Keras: обновить атрибут `trainable` после компиляции модели - PullRequest
0 голосов
/ 15 апреля 2019

У меня есть модель условного GAN (CGAN) в Керасе:

from keras.datasets import mnist
from keras.layers import Input, Dense, Reshape, Flatten, Embedding, BatchNormalization, Dropout, multiply
from keras.layers.advanced_activations import LeakyReLU
from keras.models import Sequential, Model
from keras.optimizers import Adam
import matplotlib.pyplot as plt
import tensorflow as tf
import keras as K
import numpy as np
import sys, os
import warnings
warnings.filterwarnings('ignore')

if not os.path.exists('images'): os.makedirs('images')

class GAN(object):
  def __init__(self, width=28, height=28, channels=1, latent_dim=100, lr=0.0002):
    self.WIDTH = int(width) # width of input images
    self.HEIGHT = int(height) # height of input images
    self.CHANNELS = int(channels) # n color channels in images
    self.SHAPE = (self.WIDTH, self.HEIGHT, self.CHANNELS)
    self.LATENT_DIM = latent_dim # length of vector used to model latent space (= noise)
    self.N_CLASSES = 10 # total number of possible classes in the data
    self.OPTIMIZER = Adam(lr, 0.5)

    # generator
    self.G = self.generator()
    self.G.compile(loss='binary_crossentropy', optimizer=self.OPTIMIZER)

    # discriminator
    self.D = self.discriminator()
    self.D.compile(loss='binary_crossentropy', optimizer=self.OPTIMIZER, metrics=['accuracy'])
    self.D.trainable = False # prevent stacked D from training; https://github.com/eriklindernoren/Keras-GAN/issues/73

    # stacked generator + discriminator
    self.stacked_G_D = self.stacked_G_D()
    self.stacked_G_D.compile(loss='binary_crossentropy', optimizer=self.OPTIMIZER)

  def generator(self):
    noise = Input((self.LATENT_DIM,), name='generator_noise') # allows g to create different outputs 
    label = Input((1,), name='generator_conditional', dtype='int32') # allows g to create samples from one class

    # embed label in size of latent dimension
    h = Embedding(self.N_CLASSES, self.LATENT_DIM, input_length=1)(label)
    label_embedding = Flatten()(h)

    # unified model
    h = multiply([noise, label_embedding])
    h = Dense(256)(h)
    h = LeakyReLU(alpha=0.2)(h)
    h = BatchNormalization(momentum=0.8)(h)
    h = Dense(512)(h)
    h = LeakyReLU(alpha=0.2)(h)
    h = BatchNormalization(momentum=0.8)(h)
    h = Dense(1024)(h)
    h = LeakyReLU(alpha=0.2)(h)
    h = BatchNormalization(momentum=0.8)(h)
    h = Dense(np.prod(self.SHAPE), activation='tanh')(h)
    o = Reshape((self.WIDTH, self.HEIGHT, self.CHANNELS))(h)

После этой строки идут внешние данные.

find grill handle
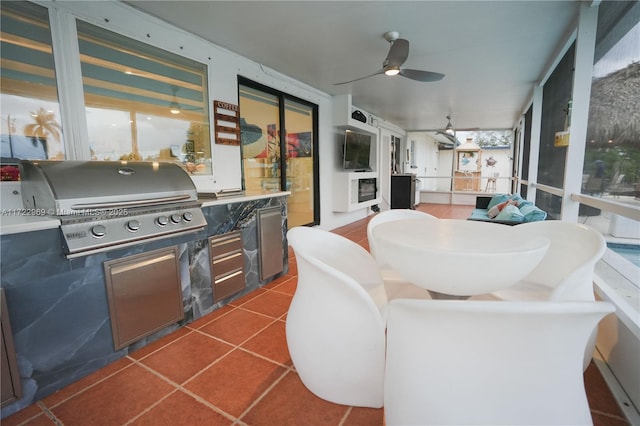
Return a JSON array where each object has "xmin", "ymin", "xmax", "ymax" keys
[{"xmin": 71, "ymin": 194, "xmax": 191, "ymax": 210}]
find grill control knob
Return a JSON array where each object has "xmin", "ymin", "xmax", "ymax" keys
[
  {"xmin": 91, "ymin": 225, "xmax": 107, "ymax": 238},
  {"xmin": 127, "ymin": 220, "xmax": 140, "ymax": 232}
]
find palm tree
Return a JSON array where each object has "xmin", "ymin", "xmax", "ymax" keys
[{"xmin": 24, "ymin": 108, "xmax": 62, "ymax": 157}]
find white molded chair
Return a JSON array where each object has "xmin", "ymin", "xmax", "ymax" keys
[
  {"xmin": 286, "ymin": 227, "xmax": 387, "ymax": 408},
  {"xmin": 367, "ymin": 209, "xmax": 438, "ymax": 300},
  {"xmin": 384, "ymin": 299, "xmax": 615, "ymax": 426},
  {"xmin": 493, "ymin": 220, "xmax": 607, "ymax": 301},
  {"xmin": 491, "ymin": 220, "xmax": 607, "ymax": 369}
]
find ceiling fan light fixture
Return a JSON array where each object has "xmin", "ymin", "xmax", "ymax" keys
[
  {"xmin": 384, "ymin": 67, "xmax": 400, "ymax": 75},
  {"xmin": 169, "ymin": 98, "xmax": 180, "ymax": 114},
  {"xmin": 444, "ymin": 115, "xmax": 455, "ymax": 135}
]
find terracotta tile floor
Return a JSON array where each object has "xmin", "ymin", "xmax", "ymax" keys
[{"xmin": 2, "ymin": 205, "xmax": 629, "ymax": 426}]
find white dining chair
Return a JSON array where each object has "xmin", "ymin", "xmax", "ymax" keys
[
  {"xmin": 384, "ymin": 299, "xmax": 614, "ymax": 426},
  {"xmin": 286, "ymin": 227, "xmax": 387, "ymax": 408},
  {"xmin": 491, "ymin": 220, "xmax": 607, "ymax": 369},
  {"xmin": 367, "ymin": 209, "xmax": 438, "ymax": 300}
]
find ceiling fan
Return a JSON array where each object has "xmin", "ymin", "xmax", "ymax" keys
[{"xmin": 334, "ymin": 31, "xmax": 444, "ymax": 86}]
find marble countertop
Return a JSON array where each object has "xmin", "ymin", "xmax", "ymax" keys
[{"xmin": 0, "ymin": 191, "xmax": 291, "ymax": 235}]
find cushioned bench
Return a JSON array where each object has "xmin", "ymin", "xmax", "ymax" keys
[{"xmin": 468, "ymin": 194, "xmax": 547, "ymax": 225}]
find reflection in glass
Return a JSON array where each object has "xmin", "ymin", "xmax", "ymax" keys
[
  {"xmin": 582, "ymin": 18, "xmax": 640, "ymax": 203},
  {"xmin": 0, "ymin": 2, "xmax": 65, "ymax": 160},
  {"xmin": 240, "ymin": 86, "xmax": 281, "ymax": 193},
  {"xmin": 239, "ymin": 80, "xmax": 320, "ymax": 228},
  {"xmin": 78, "ymin": 22, "xmax": 212, "ymax": 175},
  {"xmin": 285, "ymin": 99, "xmax": 315, "ymax": 227}
]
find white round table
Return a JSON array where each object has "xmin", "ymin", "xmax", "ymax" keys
[{"xmin": 373, "ymin": 219, "xmax": 550, "ymax": 297}]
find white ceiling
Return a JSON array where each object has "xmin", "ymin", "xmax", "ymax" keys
[{"xmin": 126, "ymin": 0, "xmax": 580, "ymax": 130}]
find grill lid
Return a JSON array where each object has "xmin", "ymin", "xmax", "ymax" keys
[{"xmin": 20, "ymin": 161, "xmax": 198, "ymax": 215}]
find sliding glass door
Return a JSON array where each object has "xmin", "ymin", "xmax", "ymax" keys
[{"xmin": 239, "ymin": 77, "xmax": 320, "ymax": 228}]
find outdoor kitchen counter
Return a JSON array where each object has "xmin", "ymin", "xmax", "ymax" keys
[
  {"xmin": 200, "ymin": 191, "xmax": 291, "ymax": 207},
  {"xmin": 0, "ymin": 191, "xmax": 291, "ymax": 235},
  {"xmin": 0, "ymin": 213, "xmax": 60, "ymax": 235},
  {"xmin": 0, "ymin": 191, "xmax": 289, "ymax": 418}
]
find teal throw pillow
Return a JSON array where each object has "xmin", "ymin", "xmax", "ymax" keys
[
  {"xmin": 509, "ymin": 194, "xmax": 525, "ymax": 205},
  {"xmin": 520, "ymin": 204, "xmax": 547, "ymax": 222},
  {"xmin": 495, "ymin": 204, "xmax": 524, "ymax": 222},
  {"xmin": 487, "ymin": 194, "xmax": 509, "ymax": 210}
]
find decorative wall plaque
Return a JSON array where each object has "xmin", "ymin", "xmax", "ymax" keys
[{"xmin": 213, "ymin": 101, "xmax": 240, "ymax": 146}]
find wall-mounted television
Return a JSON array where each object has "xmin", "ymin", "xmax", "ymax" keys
[{"xmin": 342, "ymin": 130, "xmax": 371, "ymax": 172}]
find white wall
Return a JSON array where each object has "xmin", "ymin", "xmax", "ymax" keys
[{"xmin": 39, "ymin": 1, "xmax": 390, "ymax": 229}]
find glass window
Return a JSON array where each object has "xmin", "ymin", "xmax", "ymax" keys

    model = Model(inputs=[noise, label], outputs=[o])
    model.summary()
    return model

  def discriminator(self):
    image = Input((self.SHAPE))
    label = Input((1,), dtype='int32')

    # embed the label in the shape of an image (flattened)
    h = Embedding(self.N_CLASSES, np.prod(self.SHAPE), input_length=1)(label)
    label_embedding = Flatten()(h)

    # parse out the image
    img = Flatten()(image)

    # unified model
    h = multiply([img, label_embedding])
    h = Dense(512)(h)
    h = LeakyReLU(alpha=0.2)(h)
    h = Dense(512)(h)
    h = LeakyReLU(alpha=0.2)(h)
    h = Dropout(0.4)(h)
    h = Dense(512)(h)
    h = LeakyReLU(alpha=0.2)(h)
    h = Dropout(0.4)(h)
    o = Dense(1, activation='sigmoid')(h)

    model = Model(inputs=[image, label], outputs=[o])
    model.summary()
    return model

  def stacked_G_D(self):
    noise = Input((self.LATENT_DIM,)) # noise input
    label = Input((1,)) # conditional input
    img = self.G([noise, label])
    valid = self.D([img, label])
    model = Model(inputs=[noise, label], outputs=[valid])
    model.summary()
    return model

  def train(self, X_train, Y_train, epochs=20000, batch=32, save_interval=100):
    for i in range(epochs):

      # train the discriminator
      idx = np.random.randint(0, X_train.shape[0], batch)
      imgs, labels = X_train[idx], Y_train[idx]
      noise = np.random.normal(0, 1, (batch, self.LATENT_DIM))
      fake_imgs = self.G.predict([noise, labels])
      d_loss_real = self.D.train_on_batch([imgs, labels], np.ones((batch, 1)))
      d_loss_fake = self.D.train_on_batch([fake_imgs, labels], np.zeros((batch, 1)))
      d_loss = (np.add(d_loss_real, d_loss_fake)) * 0.5

      # train the generator
      sample_labels = np.random.randint(0, 10, batch).reshape(batch, 1)
      g_loss = self.stacked_G_D.train_on_batch([noise, sample_labels], np.ones((batch, 1)))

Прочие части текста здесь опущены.